Perhaps the most important decision you’ll face is when and how to discuss family matching with your children and your extended family. If your child has more than one parent, we recommend discussing joining with your child’s other parent(s), or at least informing them, so that no one is caught unaware. For donor-conceived adults, there are your parents and your siblings (if applicable) who may want to know.
Ages and Stages. Some parents with very young children initially choose not to explain the genetic connection. They may meet on a casual play date basis if a match lives nearby, or they may postpone meeting. Others choose to explain using simple language, as they use for donor conception, to normalize the concept for their children.
If your child is school-aged, and understands the donor connection, you will want to avoid raising their expectations about potential contacts, in case you and the other family have different hopes and understanding of what the link means. Approach the possibility of contact as an interesting opportunity to gain more information about your child’s family tree, but take care not to exaggerate its significance.

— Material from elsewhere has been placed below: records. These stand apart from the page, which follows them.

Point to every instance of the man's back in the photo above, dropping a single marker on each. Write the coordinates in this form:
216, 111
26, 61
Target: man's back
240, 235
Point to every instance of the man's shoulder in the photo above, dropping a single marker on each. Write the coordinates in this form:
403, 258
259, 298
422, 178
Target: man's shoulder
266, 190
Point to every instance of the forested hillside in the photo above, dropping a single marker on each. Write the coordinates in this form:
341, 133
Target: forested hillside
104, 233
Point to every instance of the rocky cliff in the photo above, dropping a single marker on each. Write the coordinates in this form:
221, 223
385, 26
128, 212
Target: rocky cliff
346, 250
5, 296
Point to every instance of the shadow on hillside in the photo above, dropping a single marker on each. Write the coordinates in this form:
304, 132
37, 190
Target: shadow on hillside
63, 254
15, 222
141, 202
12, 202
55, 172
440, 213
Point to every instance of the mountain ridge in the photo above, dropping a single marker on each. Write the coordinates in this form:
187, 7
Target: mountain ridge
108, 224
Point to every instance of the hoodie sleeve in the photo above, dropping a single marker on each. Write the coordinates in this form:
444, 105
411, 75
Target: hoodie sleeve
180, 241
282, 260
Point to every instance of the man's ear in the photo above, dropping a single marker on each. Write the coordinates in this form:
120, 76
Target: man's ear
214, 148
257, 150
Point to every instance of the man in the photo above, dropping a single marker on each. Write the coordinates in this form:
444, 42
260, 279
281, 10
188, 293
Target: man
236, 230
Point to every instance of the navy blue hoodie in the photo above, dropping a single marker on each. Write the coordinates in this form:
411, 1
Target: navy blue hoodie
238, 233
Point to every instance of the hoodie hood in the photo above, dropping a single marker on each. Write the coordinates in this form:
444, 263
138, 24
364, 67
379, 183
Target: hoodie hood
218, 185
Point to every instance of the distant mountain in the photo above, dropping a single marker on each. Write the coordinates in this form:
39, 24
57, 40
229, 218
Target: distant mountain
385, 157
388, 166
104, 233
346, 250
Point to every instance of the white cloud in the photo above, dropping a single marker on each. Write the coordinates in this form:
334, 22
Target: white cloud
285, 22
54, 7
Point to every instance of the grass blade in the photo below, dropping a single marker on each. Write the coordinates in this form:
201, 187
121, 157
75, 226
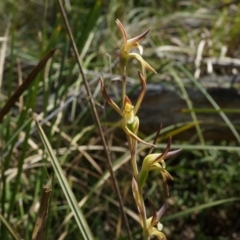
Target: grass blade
72, 202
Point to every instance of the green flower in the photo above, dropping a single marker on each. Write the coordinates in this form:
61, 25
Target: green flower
128, 45
156, 161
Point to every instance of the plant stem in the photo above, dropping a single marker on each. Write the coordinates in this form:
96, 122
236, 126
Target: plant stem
133, 148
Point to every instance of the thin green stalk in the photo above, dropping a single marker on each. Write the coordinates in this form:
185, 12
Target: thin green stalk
133, 150
123, 73
95, 116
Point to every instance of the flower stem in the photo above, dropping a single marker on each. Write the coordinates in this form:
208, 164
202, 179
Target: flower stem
142, 212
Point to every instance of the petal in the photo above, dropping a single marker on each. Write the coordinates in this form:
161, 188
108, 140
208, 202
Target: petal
142, 61
139, 37
120, 26
108, 99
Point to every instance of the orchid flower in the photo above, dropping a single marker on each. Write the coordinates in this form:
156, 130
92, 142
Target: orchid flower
156, 161
128, 45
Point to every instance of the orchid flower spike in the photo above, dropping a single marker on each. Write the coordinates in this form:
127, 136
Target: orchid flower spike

For older children, it’s best to let them take the lead in determining how much contact they desire. They may decide they are not interested in contacting matches.
Sibling Situations. If you have more than one child with the same donor, or with different donors, or you are the donor-conceived person with these siblings, you may approach family matching with additional concerns. Two children or adults with the same donor may have different feelings toward or levels of interest in meeting people who share the donor. As a parent, if your children have different donors, and only one has the opportunity to meet others who share their donor, you might want to have a conversation about how this will affect your family. If you have a blended family, the siblings you are raising together may be sensitive about the notion that a genetic sibling from outside the family has any special status.
Scheib, J.E., McCormick, E., Benward, J. & Ruby, A. (2020). Finding people like me: Contact among young adults who share an open-identity sperm donor. Human Reproduction Open, 2020. doi:10.1093/hropen/hoaa057
Goldberg, A.E & Scheib, J.E. (2016). Female-partnered women conceiving kinship: Does sharing a sperm donor mean we’re family? Journal of Lesbian Studies, 20, 427-441.
Goldberg, A.E. & Scheib, J.E. (2015). Female-partnered and single women’s contact motivations and experiences with donor-linked families. Human Reproduction, 30, 1375-1385.
TSBC Director of Research, Joanna Scheib, and Executive Director, Alice Ruby, conducted the first study on the experience of contact among families who share a donor: Scheib, J.E. & Ruby, A. (2008). Contact among families who share the same sperm donor. Fertility & Sterility, 90, 33-43.